Let $P_k$ be the set of all prime numbers from $2$ to $k$. Let $S_k^j$ be an $S$ partitioning of $P$.
Now, my primality test is this:
- Given any number $n$, pick $k: k \ge \sqrt n$ (the closer $k$ is to $\sqrt n$, the better).
- Generate an optimum $S_k^j$.
- for $x_i$ in $S_k^j$
- if $g^*(n, x_i) != 1$
return false
end for- return check
For implementation purposes, I'm thinking of creating a set of $S^j$ with consecutive $x_i$ (consecutive in the sense that the largest prime number used to make $x_i$ is consecutive with the smallest prime number used to make $x_{i+1}$, such that we can easily cut off a portion of $S^j$ to get our $S_k^j$. Depending on circumstances though, we may generate the optimum $S_k^j$ on the spot, though this should only be pursued if the cost of generating it is negligible or guarantees a significant speed up over the alternative of the consecutive table. I think creating a pre-generated $S_k^j$ is useful for this purpose, though I'm not sure if it would slow down the overall algorithm. Alternative tables apart from the consecutive table may also be considered.
An English Explanation
My idea in English is basically this:
To test if a number $n$ is prime, we only need to check if any of the prime numbers from $2$ to $\sqrt{n}$ is a factor of $n$. Using this foundation, I tried to devise a method that is faster at testing primality, than computing $n \mod i$ for all primes between $2$ and $\sqrt{n}$.
If two numbers are mutually prime, then their gcd is $1$. A prime number is mutually prime with every other prime number that is not itself. Imagine I had a number $y_n$. $y_n$ is a product of all the prime numbers from $2$ to $\sqrt{n}$. I can test if $y_n$ is prime, by running $g^*(n, y_n)$, where $g^*()$ is our fastest gcd algorithm.
However, what if instead of just $1$ number, I had a set $S$ of numbers which satisfied the following properties:
1. All the elements of the set are mutually prime with every other element.

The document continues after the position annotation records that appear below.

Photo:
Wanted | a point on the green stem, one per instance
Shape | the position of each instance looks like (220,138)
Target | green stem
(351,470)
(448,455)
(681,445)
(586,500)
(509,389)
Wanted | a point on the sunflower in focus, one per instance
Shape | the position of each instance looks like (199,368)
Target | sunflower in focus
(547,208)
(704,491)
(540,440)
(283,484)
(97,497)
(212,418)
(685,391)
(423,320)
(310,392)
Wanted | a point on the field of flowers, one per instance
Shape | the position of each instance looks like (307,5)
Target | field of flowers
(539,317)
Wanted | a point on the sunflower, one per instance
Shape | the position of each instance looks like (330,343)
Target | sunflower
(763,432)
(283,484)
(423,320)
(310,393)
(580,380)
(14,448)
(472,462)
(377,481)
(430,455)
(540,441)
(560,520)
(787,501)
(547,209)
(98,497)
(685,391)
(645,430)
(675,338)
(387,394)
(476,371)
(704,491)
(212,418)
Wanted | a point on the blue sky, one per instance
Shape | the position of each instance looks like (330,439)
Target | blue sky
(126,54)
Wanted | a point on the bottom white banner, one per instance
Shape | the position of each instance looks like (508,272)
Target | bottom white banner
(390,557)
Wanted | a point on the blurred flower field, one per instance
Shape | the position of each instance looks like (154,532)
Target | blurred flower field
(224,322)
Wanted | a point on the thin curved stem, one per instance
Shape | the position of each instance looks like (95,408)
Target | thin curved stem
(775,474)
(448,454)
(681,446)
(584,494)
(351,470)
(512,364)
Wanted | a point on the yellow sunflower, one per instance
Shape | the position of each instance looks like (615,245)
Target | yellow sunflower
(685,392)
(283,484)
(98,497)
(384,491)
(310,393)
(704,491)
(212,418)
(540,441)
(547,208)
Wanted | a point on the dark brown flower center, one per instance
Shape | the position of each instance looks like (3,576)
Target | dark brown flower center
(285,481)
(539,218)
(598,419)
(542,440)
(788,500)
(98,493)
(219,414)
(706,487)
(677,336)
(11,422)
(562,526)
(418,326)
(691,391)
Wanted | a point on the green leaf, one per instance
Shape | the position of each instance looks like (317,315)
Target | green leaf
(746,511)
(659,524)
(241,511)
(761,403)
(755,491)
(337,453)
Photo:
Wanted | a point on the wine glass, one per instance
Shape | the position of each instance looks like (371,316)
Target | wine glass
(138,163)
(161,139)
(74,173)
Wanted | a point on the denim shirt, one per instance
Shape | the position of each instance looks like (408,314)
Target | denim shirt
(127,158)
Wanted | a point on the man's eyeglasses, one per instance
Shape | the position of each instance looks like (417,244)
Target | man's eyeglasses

1. Each element of the set is a product of some primes between $2 and \sqrt{n}$ (both inclusive). 2. The product of the elements of the set is equal to the product of all the prime numbers from $2$ to $\sqrt{n}$.
It becomes apparent, that I can test if $n$ is prime, by computing $g^*(n, x_i)$ until I get a value that is not equal to $1$ (if all values are equal to $1$, then the number is prime). where $x_i$ is some element in $S$.
It is possible, that my $S$ contains only $y_n$. The idea is to choose $S$ such that we minimise the runtime of the algorithm, and the runtime of generating $S$. (I suggest a table storing $S$, such that a desired subset of $S$ can easily be cut out from it to use to test any prime number. If we keep a lookup table for $S$ (as opposed to generating it), then we can minimise the cost the algorithm incurs when generating $S$. There are other ideas that can be pursued to minimise the cost of generating $S$).